Мы продолжаем держаться втроем — Лена льнет ко мне, словно ища у меня спасения от нахлынувшего чувства. Я вижу, как шатается фундаментальное, тщательно спроектированное здание ее будущей судьбы из-за мальчика, у которого ни кола, ни двора, койка в студенческом общежитии, мама в Алма-Ате и весьма призрачная перспектива аспирантуры.

Идти было хорошо: рюкзаки уехали накануне с Екатериной Александровной на подводе, а мы втроем налегке дошли до деревни Тамбич-лахта. Оттуда надо было переправиться через озеро на лодке. Лодочник оказался вдребезги пьян. Его жена привела нас в избу, где он отходил от запоя, посадила за стол, накормила рыбником, напоила чаем с топленым молоком, калитками и колобками. Все время, пока мы объедались, пьяный лодочник «бесёдовал» с нами:

— Я-то уж никуда не гожусь — шестьдесят лет. А вот Андрюха, сын мой, он лихой! У него — эт-та… Молодой! Засватаем кого из вас! Оставайся, девка!
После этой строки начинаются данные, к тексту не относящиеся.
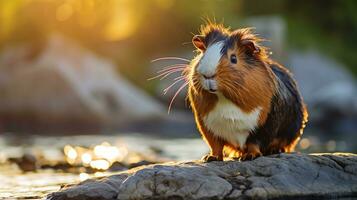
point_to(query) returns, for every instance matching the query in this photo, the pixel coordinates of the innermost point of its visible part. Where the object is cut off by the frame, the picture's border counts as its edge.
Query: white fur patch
(230, 123)
(209, 61)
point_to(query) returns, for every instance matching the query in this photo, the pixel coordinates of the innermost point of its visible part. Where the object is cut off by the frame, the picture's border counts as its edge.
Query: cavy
(245, 104)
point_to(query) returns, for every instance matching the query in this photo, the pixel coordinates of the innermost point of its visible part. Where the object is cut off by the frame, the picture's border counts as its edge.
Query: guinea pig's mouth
(210, 85)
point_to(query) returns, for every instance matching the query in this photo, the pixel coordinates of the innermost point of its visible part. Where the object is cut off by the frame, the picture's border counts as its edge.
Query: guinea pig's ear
(199, 42)
(251, 47)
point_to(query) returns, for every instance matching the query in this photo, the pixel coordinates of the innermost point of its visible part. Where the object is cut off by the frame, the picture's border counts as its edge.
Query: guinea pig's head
(232, 63)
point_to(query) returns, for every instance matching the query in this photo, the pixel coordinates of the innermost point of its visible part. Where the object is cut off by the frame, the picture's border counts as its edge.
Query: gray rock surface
(280, 176)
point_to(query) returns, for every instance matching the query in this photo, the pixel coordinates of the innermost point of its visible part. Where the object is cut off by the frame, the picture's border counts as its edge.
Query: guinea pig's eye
(233, 59)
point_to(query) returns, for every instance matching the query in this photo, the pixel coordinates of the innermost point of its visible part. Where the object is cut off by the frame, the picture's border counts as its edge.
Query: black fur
(287, 115)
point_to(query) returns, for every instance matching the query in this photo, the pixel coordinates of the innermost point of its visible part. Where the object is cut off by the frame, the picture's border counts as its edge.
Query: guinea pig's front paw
(210, 158)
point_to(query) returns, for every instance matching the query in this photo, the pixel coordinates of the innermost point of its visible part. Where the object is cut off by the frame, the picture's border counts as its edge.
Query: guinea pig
(245, 104)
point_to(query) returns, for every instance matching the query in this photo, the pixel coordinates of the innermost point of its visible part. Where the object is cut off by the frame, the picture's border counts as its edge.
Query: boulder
(280, 176)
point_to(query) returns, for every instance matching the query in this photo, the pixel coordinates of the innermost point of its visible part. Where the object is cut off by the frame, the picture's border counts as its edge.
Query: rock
(278, 176)
(63, 83)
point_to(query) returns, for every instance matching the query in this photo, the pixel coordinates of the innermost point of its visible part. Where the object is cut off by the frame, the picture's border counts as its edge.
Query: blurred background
(74, 94)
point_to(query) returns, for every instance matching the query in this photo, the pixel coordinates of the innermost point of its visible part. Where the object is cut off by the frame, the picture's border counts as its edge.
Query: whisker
(177, 92)
(170, 58)
(165, 74)
(173, 67)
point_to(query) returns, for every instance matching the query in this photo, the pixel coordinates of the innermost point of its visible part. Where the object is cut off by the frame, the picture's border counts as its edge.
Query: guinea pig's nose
(209, 76)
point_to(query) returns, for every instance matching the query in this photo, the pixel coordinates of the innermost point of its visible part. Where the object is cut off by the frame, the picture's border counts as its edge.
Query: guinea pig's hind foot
(210, 158)
(251, 152)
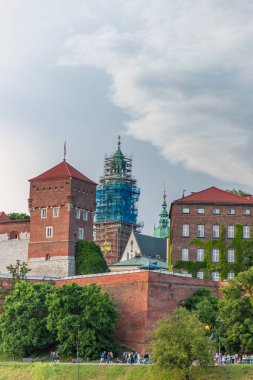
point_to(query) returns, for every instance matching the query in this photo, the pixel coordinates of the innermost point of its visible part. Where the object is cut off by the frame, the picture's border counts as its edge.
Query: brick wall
(142, 297)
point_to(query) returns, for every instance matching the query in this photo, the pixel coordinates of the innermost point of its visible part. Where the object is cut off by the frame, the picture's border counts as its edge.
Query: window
(200, 254)
(200, 274)
(185, 230)
(78, 213)
(215, 276)
(231, 256)
(216, 231)
(231, 275)
(43, 212)
(231, 232)
(185, 254)
(246, 232)
(85, 215)
(215, 255)
(49, 232)
(55, 212)
(80, 233)
(200, 230)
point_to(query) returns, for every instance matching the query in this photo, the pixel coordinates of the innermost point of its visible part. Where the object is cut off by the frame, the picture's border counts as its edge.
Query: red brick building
(142, 297)
(61, 204)
(202, 215)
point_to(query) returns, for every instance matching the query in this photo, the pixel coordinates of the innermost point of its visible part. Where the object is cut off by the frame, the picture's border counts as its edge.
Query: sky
(172, 77)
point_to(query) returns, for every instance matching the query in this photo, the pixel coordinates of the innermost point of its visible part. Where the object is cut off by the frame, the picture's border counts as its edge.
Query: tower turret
(163, 230)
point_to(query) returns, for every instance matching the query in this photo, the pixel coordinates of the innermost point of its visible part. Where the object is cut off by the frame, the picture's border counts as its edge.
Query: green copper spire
(163, 230)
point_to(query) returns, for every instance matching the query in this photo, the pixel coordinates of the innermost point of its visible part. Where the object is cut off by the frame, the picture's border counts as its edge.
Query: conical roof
(62, 170)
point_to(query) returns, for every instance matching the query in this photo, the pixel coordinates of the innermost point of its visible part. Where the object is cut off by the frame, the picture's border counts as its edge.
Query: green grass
(48, 371)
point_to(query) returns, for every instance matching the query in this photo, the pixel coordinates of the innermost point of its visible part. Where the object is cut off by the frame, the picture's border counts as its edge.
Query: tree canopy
(89, 258)
(23, 323)
(179, 340)
(236, 314)
(84, 313)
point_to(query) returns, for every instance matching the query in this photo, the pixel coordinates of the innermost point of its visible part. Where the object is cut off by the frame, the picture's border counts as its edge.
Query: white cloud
(182, 70)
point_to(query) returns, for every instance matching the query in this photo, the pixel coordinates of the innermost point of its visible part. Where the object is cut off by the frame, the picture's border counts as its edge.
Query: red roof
(62, 170)
(215, 195)
(3, 217)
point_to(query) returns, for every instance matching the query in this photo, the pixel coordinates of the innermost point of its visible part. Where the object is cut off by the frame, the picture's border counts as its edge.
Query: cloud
(183, 72)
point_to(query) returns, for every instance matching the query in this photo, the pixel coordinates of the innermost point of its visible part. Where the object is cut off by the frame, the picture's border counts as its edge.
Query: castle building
(163, 229)
(62, 203)
(116, 212)
(205, 215)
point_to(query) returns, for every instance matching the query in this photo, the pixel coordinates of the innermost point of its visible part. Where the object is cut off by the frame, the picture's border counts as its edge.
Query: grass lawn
(48, 371)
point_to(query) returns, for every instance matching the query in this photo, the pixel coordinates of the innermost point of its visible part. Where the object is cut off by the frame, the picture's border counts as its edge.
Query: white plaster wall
(60, 266)
(131, 250)
(13, 250)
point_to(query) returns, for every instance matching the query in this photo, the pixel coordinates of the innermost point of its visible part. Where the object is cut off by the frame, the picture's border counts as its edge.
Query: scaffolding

Тыкал пальцем в бок то Лену, то меня и кричал:

— Ты чего отворотилась, едят тебя мухи с комарами! Оставайся! Живем небогато, нуждой непорато, а всё у нас есть! И дичь всегда на столе, и рыба! Андрюха — парень хороший, у него — эт-та… Молодой!

В конце концов, хозяйка отволокла его в соседнюю комнату, а вскоре пришел Андрюха, застенчивый парнишка лет семнадцати, и перевез нас через озеро. Дальше мы дошли до деревни Ершово — это уже на Кен-озере, а оттуда на рыбачьем карбасе с двумя тетками, перевозящими бидоны с молоком, добрались до Рыжкова..

— Богатый у вас колхоз? — спросила я у теток.

— И-и, подружка, где там богатый! Двадцать лет в колхозе состоим, богатства не видим.

— А как ваш колхоз называется?

— Колхоз-то? Красный… Красный… Марья, не помнишь ли?

Все же колодозерские деревни гораздо многолюднее, живее, чем те, в которых мы побывали. Много молодежи, строятся дома, на мысу, как лебедь, стоит белая церковь. Тетки сказали, что в ней клуб.

Мы думали, что обе наши группы уже в Рыжково, приготовились к объятиям, распитию бутылки шампанского, но никаких следов их присутствия не нашли. Рюкзаков наших тоже не было: Екатерина Александровна доехала на подводе до Минино и там осталась собирать материал, о чем нам тут же сообщили местные. Удивительно, как быстро тут распространяются новости.

Мы устроились на высоком сеновале. На него надо взбираться по приставной лестнице. Внутри просторно. Сено откинуто к задней стене, досчатый пол чисто подметен. Спать еще не хотелось, и я сказала, что хорошо бы дать знать Екатерине Александровне, что мы добрались, а то она будет волноваться. Заодно и рюкзаки заберем. Женя завопил, что это идиотство — идти еще куда-то после тридцатикилометрового перехода, что рюкзаки можно забрать и завтра. Однако, Лена сказала, что она тоже хочет пойти, и Женя тут же согласился.